How to solve gaussian integral for $x^2e^{-\frac{x^2}{w}}$?

Question

I am trying to find $\sigma=\displaystyle\sqrt{\int _{-\infty \:}^{\infty \:}x^2e^{-\frac{x^2}{w}}dx}$ for the function $f(x)=e^{-\frac{x^2}{w}}$. I have tried tabular integration by parts, but it quickly got messy and I stopped after the second integration $\sqrt{w}\frac{\sqrt{\pi }}{2}\text{erf}\left(\frac{x}{\sqrt{w}}\right)$. From some quick research no elementary function exists for the indefinite integral. So how would I find the definite integral in this case?
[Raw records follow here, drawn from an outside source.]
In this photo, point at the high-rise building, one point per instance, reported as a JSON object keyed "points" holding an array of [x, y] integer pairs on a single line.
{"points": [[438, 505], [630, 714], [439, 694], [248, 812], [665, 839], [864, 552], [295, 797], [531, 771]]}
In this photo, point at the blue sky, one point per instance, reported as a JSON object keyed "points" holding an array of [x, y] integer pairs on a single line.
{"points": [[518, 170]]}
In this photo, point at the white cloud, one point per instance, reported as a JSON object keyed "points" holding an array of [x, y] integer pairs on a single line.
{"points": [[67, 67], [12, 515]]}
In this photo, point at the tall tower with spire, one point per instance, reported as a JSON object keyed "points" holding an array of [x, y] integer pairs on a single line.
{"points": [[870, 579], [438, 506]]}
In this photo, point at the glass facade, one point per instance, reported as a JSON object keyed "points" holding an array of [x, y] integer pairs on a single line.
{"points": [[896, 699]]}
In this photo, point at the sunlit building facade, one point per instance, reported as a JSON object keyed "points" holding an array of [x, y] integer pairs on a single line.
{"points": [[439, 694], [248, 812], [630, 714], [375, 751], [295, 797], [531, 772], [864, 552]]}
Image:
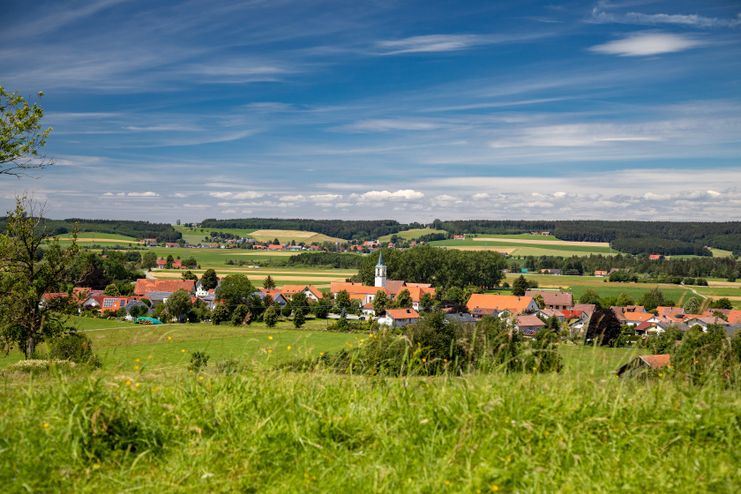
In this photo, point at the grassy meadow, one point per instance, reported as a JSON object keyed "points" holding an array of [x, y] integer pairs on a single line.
{"points": [[410, 234], [144, 422], [527, 245]]}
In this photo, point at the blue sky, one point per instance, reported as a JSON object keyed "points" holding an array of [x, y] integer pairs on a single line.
{"points": [[382, 109]]}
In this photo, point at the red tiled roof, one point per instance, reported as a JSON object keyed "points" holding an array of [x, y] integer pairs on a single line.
{"points": [[656, 361], [529, 321], [145, 286], [354, 288], [511, 303], [402, 313], [552, 298]]}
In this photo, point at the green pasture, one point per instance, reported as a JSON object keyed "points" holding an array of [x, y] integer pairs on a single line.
{"points": [[145, 422], [545, 247], [411, 234], [197, 235], [106, 236]]}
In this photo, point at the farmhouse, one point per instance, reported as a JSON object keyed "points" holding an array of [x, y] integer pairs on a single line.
{"points": [[144, 286], [529, 324], [552, 299], [482, 304], [312, 293], [398, 318]]}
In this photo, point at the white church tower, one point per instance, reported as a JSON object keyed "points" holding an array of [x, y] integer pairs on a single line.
{"points": [[380, 272]]}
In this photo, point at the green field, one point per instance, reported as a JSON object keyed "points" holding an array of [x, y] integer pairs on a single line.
{"points": [[580, 284], [257, 264], [526, 245], [145, 422], [107, 239], [411, 234], [195, 236]]}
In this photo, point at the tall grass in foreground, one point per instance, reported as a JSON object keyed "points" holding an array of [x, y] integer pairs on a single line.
{"points": [[278, 431]]}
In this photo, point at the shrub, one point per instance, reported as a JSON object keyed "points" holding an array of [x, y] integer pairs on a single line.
{"points": [[198, 361], [241, 315], [298, 317], [703, 356], [229, 367], [270, 316], [32, 366], [74, 347]]}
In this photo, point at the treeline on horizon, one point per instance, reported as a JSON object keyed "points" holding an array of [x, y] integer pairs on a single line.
{"points": [[419, 265], [163, 232], [632, 237]]}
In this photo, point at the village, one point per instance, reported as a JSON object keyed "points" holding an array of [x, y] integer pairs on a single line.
{"points": [[404, 304]]}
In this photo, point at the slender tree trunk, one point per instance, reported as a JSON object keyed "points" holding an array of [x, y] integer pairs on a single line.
{"points": [[30, 346]]}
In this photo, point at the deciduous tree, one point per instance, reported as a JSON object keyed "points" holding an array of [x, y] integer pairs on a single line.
{"points": [[21, 134], [30, 265]]}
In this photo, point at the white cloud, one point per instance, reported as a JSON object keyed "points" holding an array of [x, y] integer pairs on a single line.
{"points": [[646, 44], [692, 20], [384, 125], [577, 135], [292, 198], [445, 200], [385, 195], [325, 198], [220, 195], [436, 43], [250, 194], [143, 194], [430, 43]]}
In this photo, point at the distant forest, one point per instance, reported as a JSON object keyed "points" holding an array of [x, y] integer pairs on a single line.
{"points": [[633, 237], [163, 232]]}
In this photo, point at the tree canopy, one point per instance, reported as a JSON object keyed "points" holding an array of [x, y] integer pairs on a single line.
{"points": [[21, 134]]}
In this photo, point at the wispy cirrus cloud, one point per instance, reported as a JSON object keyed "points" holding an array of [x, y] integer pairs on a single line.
{"points": [[602, 15], [440, 43], [647, 44]]}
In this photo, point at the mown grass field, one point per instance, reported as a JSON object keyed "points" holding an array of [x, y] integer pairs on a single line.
{"points": [[580, 284], [410, 234], [148, 424], [526, 245]]}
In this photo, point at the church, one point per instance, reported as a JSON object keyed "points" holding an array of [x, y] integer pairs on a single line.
{"points": [[365, 293]]}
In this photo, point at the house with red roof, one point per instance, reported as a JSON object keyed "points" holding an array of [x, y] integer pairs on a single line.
{"points": [[553, 299], [398, 318], [485, 304], [529, 324], [312, 293], [145, 286]]}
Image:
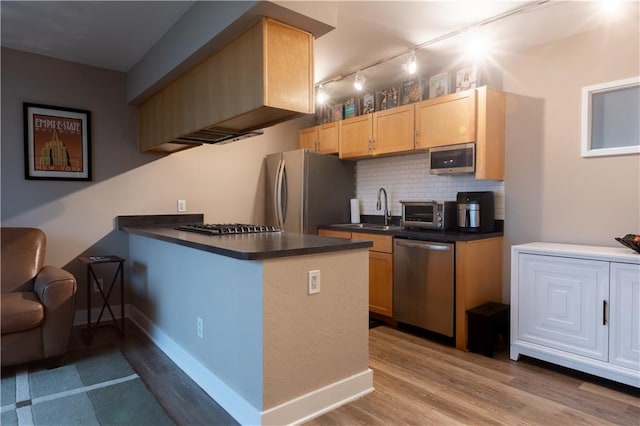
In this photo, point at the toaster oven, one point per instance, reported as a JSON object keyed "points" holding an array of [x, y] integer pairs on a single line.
{"points": [[439, 215]]}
I would be grateful for any help.

Answer 1

Starting with $\displaystyle \int_{-\infty}^{\infty}e^{- x^2}\,\mathrm{dx} = \sqrt{\pi}$, let $x \mapsto \sqrt{\lambda} x$ then $\displaystyle \int_{-\infty}^{\infty}e^{-\lambda x^2}\,\mathrm{dx} = \frac{\sqrt{\pi}}{\sqrt{\lambda}}$

Define $\displaystyle $ $\displaystyle f(\lambda) := \int_{-\infty}^{\infty}e^{-\lambda x^2}\,\mathrm{dx} = \frac{\sqrt{\pi}}{\sqrt{\lambda}} $ then $\displaystyle f'(\lambda)=-\int_{-\infty}^{\infty}x^2 e^{-\lambda x^2}\,\mathrm{dx} = -\frac{\sqrt{\pi}}{2\lambda^{3/2}} $

so that $$\int_{-\infty}^{\infty}x^2 e^{-\frac{1}{w} x^2}\,\mathrm{dx} = \frac{1}{2}w^{3/2}\sqrt{\pi}.$$

Answer 2

Hint: Try integration by parts with $u = x(-\frac{w}{2})$ and $v = e^{-\frac{x^2}{w}}$. Then use that $\int_{-\infty}^\infty e^{-\frac{x^2}{w}}dx = \sqrt{2\pi w}$.